Because of increased electrical load, the HFEL&P Co. purchased another new General Electric generator in 1923, a new GE switchboard, new transformers, and a new water turbine from S. Morgan Smith. This is the generator which company officials claimed malfunctioned in January of 1925 and started the fire that destroyed most of the mill.

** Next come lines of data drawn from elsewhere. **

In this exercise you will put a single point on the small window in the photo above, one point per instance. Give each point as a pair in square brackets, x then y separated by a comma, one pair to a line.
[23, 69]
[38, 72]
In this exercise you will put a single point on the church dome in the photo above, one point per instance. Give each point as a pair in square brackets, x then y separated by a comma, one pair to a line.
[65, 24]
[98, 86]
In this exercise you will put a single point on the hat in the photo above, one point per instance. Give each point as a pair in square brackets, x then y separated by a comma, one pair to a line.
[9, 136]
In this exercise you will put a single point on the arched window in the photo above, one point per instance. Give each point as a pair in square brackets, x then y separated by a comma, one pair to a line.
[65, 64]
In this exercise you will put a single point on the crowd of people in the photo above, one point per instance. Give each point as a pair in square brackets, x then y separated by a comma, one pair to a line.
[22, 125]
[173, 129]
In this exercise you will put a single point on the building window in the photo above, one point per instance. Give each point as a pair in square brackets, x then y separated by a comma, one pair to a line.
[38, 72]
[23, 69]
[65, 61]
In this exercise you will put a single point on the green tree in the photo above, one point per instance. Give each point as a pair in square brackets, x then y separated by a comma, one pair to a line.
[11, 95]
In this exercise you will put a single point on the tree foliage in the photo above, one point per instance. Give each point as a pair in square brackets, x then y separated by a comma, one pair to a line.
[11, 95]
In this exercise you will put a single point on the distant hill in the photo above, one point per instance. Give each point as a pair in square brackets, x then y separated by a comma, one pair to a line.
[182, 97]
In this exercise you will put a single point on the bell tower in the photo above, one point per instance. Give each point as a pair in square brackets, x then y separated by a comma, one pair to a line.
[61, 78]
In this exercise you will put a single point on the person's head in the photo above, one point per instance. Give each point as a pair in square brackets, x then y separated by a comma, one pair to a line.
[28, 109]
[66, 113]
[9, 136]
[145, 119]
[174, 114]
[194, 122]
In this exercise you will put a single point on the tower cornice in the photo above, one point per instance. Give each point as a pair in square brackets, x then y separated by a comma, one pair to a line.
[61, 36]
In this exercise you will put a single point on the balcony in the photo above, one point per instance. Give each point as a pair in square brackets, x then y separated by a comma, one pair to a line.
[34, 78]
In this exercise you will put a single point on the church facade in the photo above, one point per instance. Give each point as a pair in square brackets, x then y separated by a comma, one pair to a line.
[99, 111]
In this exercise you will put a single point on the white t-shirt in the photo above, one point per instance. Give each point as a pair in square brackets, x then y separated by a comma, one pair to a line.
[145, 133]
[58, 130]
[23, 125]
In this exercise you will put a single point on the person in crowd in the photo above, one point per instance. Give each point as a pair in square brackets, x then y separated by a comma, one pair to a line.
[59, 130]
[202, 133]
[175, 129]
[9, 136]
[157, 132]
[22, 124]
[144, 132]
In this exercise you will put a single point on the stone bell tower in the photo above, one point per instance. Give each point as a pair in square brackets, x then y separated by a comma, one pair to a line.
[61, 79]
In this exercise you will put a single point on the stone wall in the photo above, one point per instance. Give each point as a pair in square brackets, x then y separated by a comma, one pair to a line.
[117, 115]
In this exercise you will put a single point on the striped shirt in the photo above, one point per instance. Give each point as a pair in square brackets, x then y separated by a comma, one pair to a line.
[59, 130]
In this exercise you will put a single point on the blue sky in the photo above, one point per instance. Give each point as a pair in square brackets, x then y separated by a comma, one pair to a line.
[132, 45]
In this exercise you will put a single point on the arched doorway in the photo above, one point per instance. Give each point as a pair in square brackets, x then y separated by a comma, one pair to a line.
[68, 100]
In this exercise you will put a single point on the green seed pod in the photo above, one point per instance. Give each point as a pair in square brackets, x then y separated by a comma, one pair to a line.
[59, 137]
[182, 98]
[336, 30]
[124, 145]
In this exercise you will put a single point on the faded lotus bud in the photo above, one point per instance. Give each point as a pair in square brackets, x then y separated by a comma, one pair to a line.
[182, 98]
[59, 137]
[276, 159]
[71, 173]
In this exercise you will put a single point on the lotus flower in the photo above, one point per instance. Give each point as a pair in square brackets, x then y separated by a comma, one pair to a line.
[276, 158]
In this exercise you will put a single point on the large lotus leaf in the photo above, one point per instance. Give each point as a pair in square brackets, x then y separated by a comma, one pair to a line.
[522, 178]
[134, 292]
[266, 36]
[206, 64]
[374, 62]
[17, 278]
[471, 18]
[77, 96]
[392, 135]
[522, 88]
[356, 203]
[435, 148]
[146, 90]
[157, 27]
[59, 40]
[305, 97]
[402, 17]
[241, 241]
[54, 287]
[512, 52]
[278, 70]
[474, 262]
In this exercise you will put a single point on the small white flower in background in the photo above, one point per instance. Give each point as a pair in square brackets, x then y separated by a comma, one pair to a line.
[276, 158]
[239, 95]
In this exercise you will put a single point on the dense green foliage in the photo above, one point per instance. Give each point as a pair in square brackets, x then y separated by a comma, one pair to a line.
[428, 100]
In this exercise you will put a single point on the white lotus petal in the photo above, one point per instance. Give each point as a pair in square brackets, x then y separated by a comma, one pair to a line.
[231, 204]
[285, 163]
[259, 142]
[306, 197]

After the fire, the Harpers Ferry Paper Company (which by this time had been consolidated with the HFEL&P Co. and the Shenandoah Pulp Mill) decided to concentrate solely on the generation of electricity. It is unclear what happened to the equipment and turbines previously devoted to pulp-making. Most of the machinery seems to have either been destroyed in the fire or scrapped afterwards. The water turbines probably survived the fire, but there are no company records as to their disposition. In May of 1925, four months after the fire, the Harpers Ferry Paper Company asked S. Morgan Smith to send someone to test the old Dayton Globe and S. Morgan Smith water turbines used for the electrical plant, presumably to make sure the fire had not damaged them. The GE generator installed in 1917 seems to have survived the fire, although there is conflicting evidence. The company did purchase a new GE 600 kilowatt capacity generator after the fire, and installed it over the 1923 S. Morgan Smith water turbine.
By the end of 1925, then, the Potomac Power Plant had in operation (or soon to be operable) a 1925 GE 600 kilowatt-capacity generator powered by a 1923 S. Morgan Smith 57" vertical water turbine, and a 1917 GE 240 kilowatt-capacity generator connected to a c.1905 Dayton Globe 51" vertical water turbine. The 1925 GE generator was also equipped with a water wheel governor manufactured by the Woodward Governor Company of Illinois. The governor helped to regulate the speed of the turbine by controlling the amount of water entering its runners. According to one historian, the Woodward company dominated the governor market in the 1920s.
It is unclear whether the new GE switchboard installed in 1923 survived the fire, but a 1928 report described the switchboard then in place as a "5 panel G.E. switchboard complete with instruments, switches, bus structure and wiring" plus a "single street lighting panel with instruments, switches and a constant current regulator." At some unknown date, the GE panels were replaced by the Westinghouse switchboard panels currently in the plant.
The major pieces of machinery and equipment in the Potomac Power Plant as of 1998 include the 1925 GE generator with the Woodward governor, the c. 1905 Dayton Globe water turbine, and various Westinghouse switchboard panels.